In the Missions OMI of 1869, p. 439, an article was dedicated to the apostolate of the Oblates at Notre-Dame de la Garde. After laying out the ministry done there, it is stated that the chaplains also prayed for the entire congregation. We read: “For us, this is too gratifying a mission for us to neglect it. Even though the ever failing state of his health inevitably hampered his zeal, the outstanding Father Bernard dedicated himself especially to this and he edified us greatly by his display of patience and an admirable serenity.”

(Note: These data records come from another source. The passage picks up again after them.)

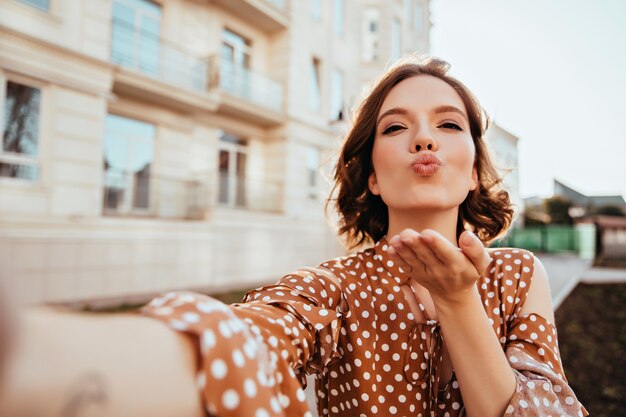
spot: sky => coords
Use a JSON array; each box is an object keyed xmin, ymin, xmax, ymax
[{"xmin": 430, "ymin": 0, "xmax": 626, "ymax": 198}]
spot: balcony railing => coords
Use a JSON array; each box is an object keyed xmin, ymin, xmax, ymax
[
  {"xmin": 103, "ymin": 170, "xmax": 209, "ymax": 220},
  {"xmin": 216, "ymin": 173, "xmax": 283, "ymax": 212},
  {"xmin": 209, "ymin": 56, "xmax": 283, "ymax": 111},
  {"xmin": 103, "ymin": 170, "xmax": 283, "ymax": 220},
  {"xmin": 111, "ymin": 18, "xmax": 208, "ymax": 92}
]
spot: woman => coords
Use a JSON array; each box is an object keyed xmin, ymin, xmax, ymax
[{"xmin": 0, "ymin": 59, "xmax": 587, "ymax": 417}]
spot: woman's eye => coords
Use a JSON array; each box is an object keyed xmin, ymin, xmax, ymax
[
  {"xmin": 439, "ymin": 122, "xmax": 463, "ymax": 132},
  {"xmin": 383, "ymin": 125, "xmax": 404, "ymax": 135}
]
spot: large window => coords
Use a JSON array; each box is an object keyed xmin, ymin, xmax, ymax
[
  {"xmin": 333, "ymin": 0, "xmax": 346, "ymax": 37},
  {"xmin": 19, "ymin": 0, "xmax": 50, "ymax": 12},
  {"xmin": 391, "ymin": 19, "xmax": 401, "ymax": 62},
  {"xmin": 330, "ymin": 68, "xmax": 344, "ymax": 120},
  {"xmin": 220, "ymin": 29, "xmax": 253, "ymax": 98},
  {"xmin": 0, "ymin": 81, "xmax": 41, "ymax": 181},
  {"xmin": 413, "ymin": 0, "xmax": 424, "ymax": 34},
  {"xmin": 309, "ymin": 58, "xmax": 322, "ymax": 111},
  {"xmin": 104, "ymin": 115, "xmax": 156, "ymax": 213},
  {"xmin": 111, "ymin": 0, "xmax": 161, "ymax": 76},
  {"xmin": 218, "ymin": 133, "xmax": 248, "ymax": 207},
  {"xmin": 306, "ymin": 148, "xmax": 320, "ymax": 198},
  {"xmin": 362, "ymin": 7, "xmax": 380, "ymax": 62}
]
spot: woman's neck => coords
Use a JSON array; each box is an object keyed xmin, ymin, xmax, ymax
[{"xmin": 387, "ymin": 207, "xmax": 459, "ymax": 246}]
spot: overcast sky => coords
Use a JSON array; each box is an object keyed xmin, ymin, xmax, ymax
[{"xmin": 431, "ymin": 0, "xmax": 626, "ymax": 197}]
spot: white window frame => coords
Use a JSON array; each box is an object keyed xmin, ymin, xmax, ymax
[
  {"xmin": 0, "ymin": 72, "xmax": 46, "ymax": 184},
  {"xmin": 332, "ymin": 0, "xmax": 346, "ymax": 38},
  {"xmin": 217, "ymin": 132, "xmax": 250, "ymax": 208}
]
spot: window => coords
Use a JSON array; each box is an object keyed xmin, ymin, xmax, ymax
[
  {"xmin": 333, "ymin": 0, "xmax": 346, "ymax": 37},
  {"xmin": 413, "ymin": 0, "xmax": 424, "ymax": 34},
  {"xmin": 19, "ymin": 0, "xmax": 50, "ymax": 12},
  {"xmin": 104, "ymin": 114, "xmax": 156, "ymax": 213},
  {"xmin": 309, "ymin": 58, "xmax": 322, "ymax": 111},
  {"xmin": 218, "ymin": 133, "xmax": 248, "ymax": 207},
  {"xmin": 391, "ymin": 19, "xmax": 400, "ymax": 62},
  {"xmin": 306, "ymin": 148, "xmax": 320, "ymax": 198},
  {"xmin": 362, "ymin": 7, "xmax": 380, "ymax": 62},
  {"xmin": 111, "ymin": 0, "xmax": 161, "ymax": 75},
  {"xmin": 219, "ymin": 29, "xmax": 252, "ymax": 98},
  {"xmin": 330, "ymin": 68, "xmax": 344, "ymax": 120},
  {"xmin": 404, "ymin": 0, "xmax": 414, "ymax": 26},
  {"xmin": 0, "ymin": 81, "xmax": 41, "ymax": 181},
  {"xmin": 311, "ymin": 0, "xmax": 322, "ymax": 22}
]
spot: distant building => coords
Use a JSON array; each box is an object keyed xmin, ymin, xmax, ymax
[
  {"xmin": 0, "ymin": 0, "xmax": 431, "ymax": 302},
  {"xmin": 485, "ymin": 123, "xmax": 524, "ymax": 225},
  {"xmin": 554, "ymin": 179, "xmax": 626, "ymax": 217}
]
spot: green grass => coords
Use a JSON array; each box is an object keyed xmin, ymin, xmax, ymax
[{"xmin": 556, "ymin": 284, "xmax": 626, "ymax": 417}]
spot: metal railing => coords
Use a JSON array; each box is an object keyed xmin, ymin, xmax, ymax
[
  {"xmin": 208, "ymin": 56, "xmax": 283, "ymax": 111},
  {"xmin": 111, "ymin": 18, "xmax": 208, "ymax": 92},
  {"xmin": 103, "ymin": 170, "xmax": 284, "ymax": 220},
  {"xmin": 216, "ymin": 173, "xmax": 284, "ymax": 212},
  {"xmin": 103, "ymin": 170, "xmax": 209, "ymax": 220}
]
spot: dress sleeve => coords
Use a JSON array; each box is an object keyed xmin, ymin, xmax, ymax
[
  {"xmin": 142, "ymin": 270, "xmax": 343, "ymax": 417},
  {"xmin": 234, "ymin": 268, "xmax": 347, "ymax": 380},
  {"xmin": 504, "ymin": 252, "xmax": 589, "ymax": 417}
]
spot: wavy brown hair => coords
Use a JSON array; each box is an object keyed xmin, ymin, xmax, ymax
[{"xmin": 326, "ymin": 56, "xmax": 513, "ymax": 248}]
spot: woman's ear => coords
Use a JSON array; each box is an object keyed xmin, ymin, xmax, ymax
[
  {"xmin": 367, "ymin": 171, "xmax": 380, "ymax": 195},
  {"xmin": 470, "ymin": 167, "xmax": 478, "ymax": 191}
]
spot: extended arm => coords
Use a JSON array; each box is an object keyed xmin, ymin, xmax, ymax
[{"xmin": 0, "ymin": 309, "xmax": 202, "ymax": 417}]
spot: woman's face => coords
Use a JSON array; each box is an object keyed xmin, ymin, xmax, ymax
[{"xmin": 369, "ymin": 75, "xmax": 477, "ymax": 211}]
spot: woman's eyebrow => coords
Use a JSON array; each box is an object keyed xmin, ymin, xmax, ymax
[
  {"xmin": 376, "ymin": 107, "xmax": 409, "ymax": 126},
  {"xmin": 432, "ymin": 105, "xmax": 467, "ymax": 120}
]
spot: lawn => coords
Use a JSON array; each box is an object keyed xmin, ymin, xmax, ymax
[{"xmin": 556, "ymin": 284, "xmax": 626, "ymax": 417}]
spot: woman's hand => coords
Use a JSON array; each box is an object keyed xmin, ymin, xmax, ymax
[{"xmin": 388, "ymin": 229, "xmax": 491, "ymax": 304}]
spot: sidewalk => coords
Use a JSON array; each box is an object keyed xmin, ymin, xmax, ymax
[{"xmin": 537, "ymin": 253, "xmax": 626, "ymax": 310}]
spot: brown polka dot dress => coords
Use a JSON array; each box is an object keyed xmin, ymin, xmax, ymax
[{"xmin": 143, "ymin": 239, "xmax": 587, "ymax": 417}]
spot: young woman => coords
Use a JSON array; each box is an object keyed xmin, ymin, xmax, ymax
[{"xmin": 3, "ymin": 58, "xmax": 587, "ymax": 417}]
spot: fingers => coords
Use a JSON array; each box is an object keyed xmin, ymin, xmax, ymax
[
  {"xmin": 390, "ymin": 229, "xmax": 440, "ymax": 268},
  {"xmin": 459, "ymin": 230, "xmax": 491, "ymax": 275}
]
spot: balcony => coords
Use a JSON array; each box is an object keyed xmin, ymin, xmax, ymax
[
  {"xmin": 213, "ymin": 0, "xmax": 289, "ymax": 33},
  {"xmin": 103, "ymin": 170, "xmax": 283, "ymax": 220},
  {"xmin": 208, "ymin": 56, "xmax": 284, "ymax": 126},
  {"xmin": 216, "ymin": 173, "xmax": 283, "ymax": 212},
  {"xmin": 111, "ymin": 17, "xmax": 283, "ymax": 126}
]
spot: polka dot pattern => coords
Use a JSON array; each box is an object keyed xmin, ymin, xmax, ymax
[{"xmin": 144, "ymin": 238, "xmax": 587, "ymax": 417}]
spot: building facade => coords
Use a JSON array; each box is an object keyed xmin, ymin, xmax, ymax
[
  {"xmin": 0, "ymin": 0, "xmax": 430, "ymax": 302},
  {"xmin": 485, "ymin": 123, "xmax": 524, "ymax": 227}
]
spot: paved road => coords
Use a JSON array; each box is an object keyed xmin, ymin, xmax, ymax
[{"xmin": 537, "ymin": 254, "xmax": 626, "ymax": 309}]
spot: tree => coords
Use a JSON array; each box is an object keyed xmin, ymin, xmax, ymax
[
  {"xmin": 593, "ymin": 205, "xmax": 626, "ymax": 217},
  {"xmin": 543, "ymin": 196, "xmax": 574, "ymax": 224}
]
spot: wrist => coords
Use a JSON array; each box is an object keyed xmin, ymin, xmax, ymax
[{"xmin": 431, "ymin": 285, "xmax": 481, "ymax": 314}]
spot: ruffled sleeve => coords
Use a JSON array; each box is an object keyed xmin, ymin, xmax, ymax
[
  {"xmin": 504, "ymin": 314, "xmax": 589, "ymax": 417},
  {"xmin": 142, "ymin": 264, "xmax": 344, "ymax": 417},
  {"xmin": 238, "ymin": 268, "xmax": 347, "ymax": 385}
]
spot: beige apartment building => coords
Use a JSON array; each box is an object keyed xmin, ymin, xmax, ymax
[{"xmin": 0, "ymin": 0, "xmax": 430, "ymax": 303}]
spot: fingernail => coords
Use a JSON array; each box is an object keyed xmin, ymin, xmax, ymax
[{"xmin": 464, "ymin": 230, "xmax": 478, "ymax": 245}]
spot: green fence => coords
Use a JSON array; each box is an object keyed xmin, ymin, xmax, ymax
[{"xmin": 492, "ymin": 225, "xmax": 595, "ymax": 259}]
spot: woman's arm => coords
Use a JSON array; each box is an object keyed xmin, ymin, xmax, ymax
[{"xmin": 0, "ymin": 309, "xmax": 202, "ymax": 417}]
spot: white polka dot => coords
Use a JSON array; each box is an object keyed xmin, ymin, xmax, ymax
[
  {"xmin": 243, "ymin": 378, "xmax": 256, "ymax": 398},
  {"xmin": 211, "ymin": 359, "xmax": 228, "ymax": 379},
  {"xmin": 222, "ymin": 389, "xmax": 239, "ymax": 410},
  {"xmin": 254, "ymin": 408, "xmax": 270, "ymax": 417},
  {"xmin": 233, "ymin": 349, "xmax": 246, "ymax": 368}
]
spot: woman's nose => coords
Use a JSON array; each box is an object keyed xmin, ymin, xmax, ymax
[{"xmin": 411, "ymin": 129, "xmax": 437, "ymax": 152}]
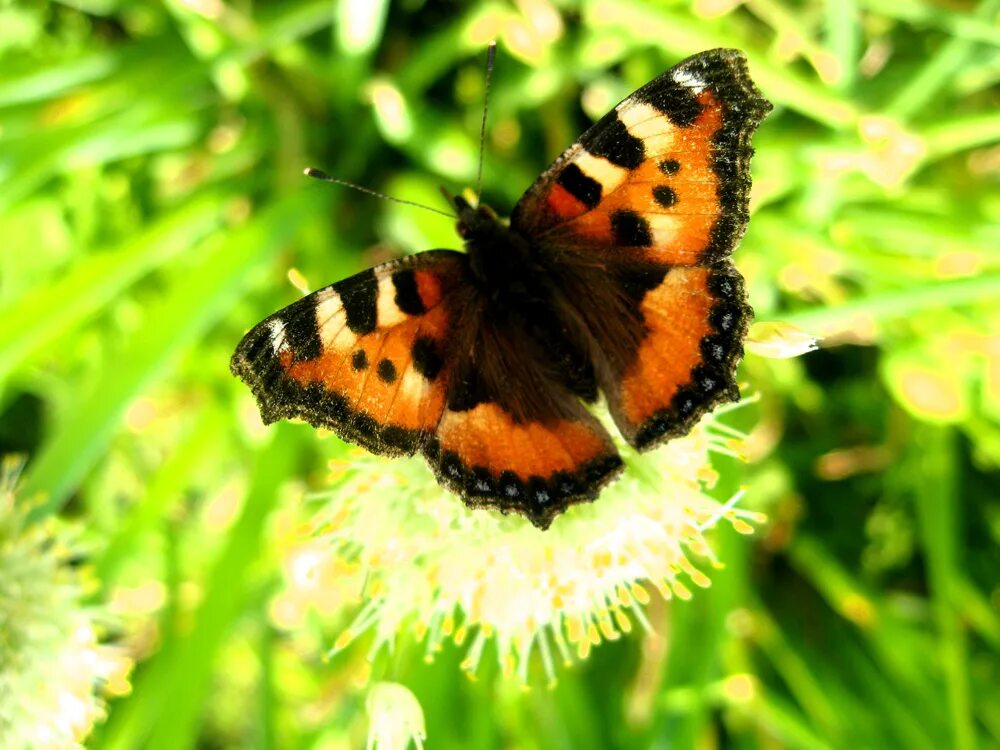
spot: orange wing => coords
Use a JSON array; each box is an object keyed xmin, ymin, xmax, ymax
[
  {"xmin": 511, "ymin": 50, "xmax": 771, "ymax": 449},
  {"xmin": 424, "ymin": 312, "xmax": 622, "ymax": 529},
  {"xmin": 231, "ymin": 250, "xmax": 467, "ymax": 455},
  {"xmin": 511, "ymin": 50, "xmax": 771, "ymax": 265}
]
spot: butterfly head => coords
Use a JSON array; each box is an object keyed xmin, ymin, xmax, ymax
[{"xmin": 451, "ymin": 195, "xmax": 500, "ymax": 242}]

Father Bernard was above all an apostle; administrative work was not his strong point. In 1854, he was appointed second ordinary consultor for the province of the Midi and first consultor in 1856. He was chosen by the community at Le Calvaire as delegate to the General Chapter of 1843, received a personal invitation to attend the Chapter of 1850 and a member of the 1861 Chapter as superior of the house Notre-Dame de la Garde and one of the four former provincial superiors of the Midi.

Yvon Beaudoin, o.m.i.

Sources and bibliography
His dossier in the Oblate General Archives in Rome contains his Oblate formula, a letter to Father Casimir Aubert (July 26, 1846) and another to Father Fabre (December 14, 1863), as well as a speech delivered to a group of workers for Notre-Dame de la Garde, November 10, 1850. His name appears occasionally in the correspondence of some twenty Oblates, his confreres.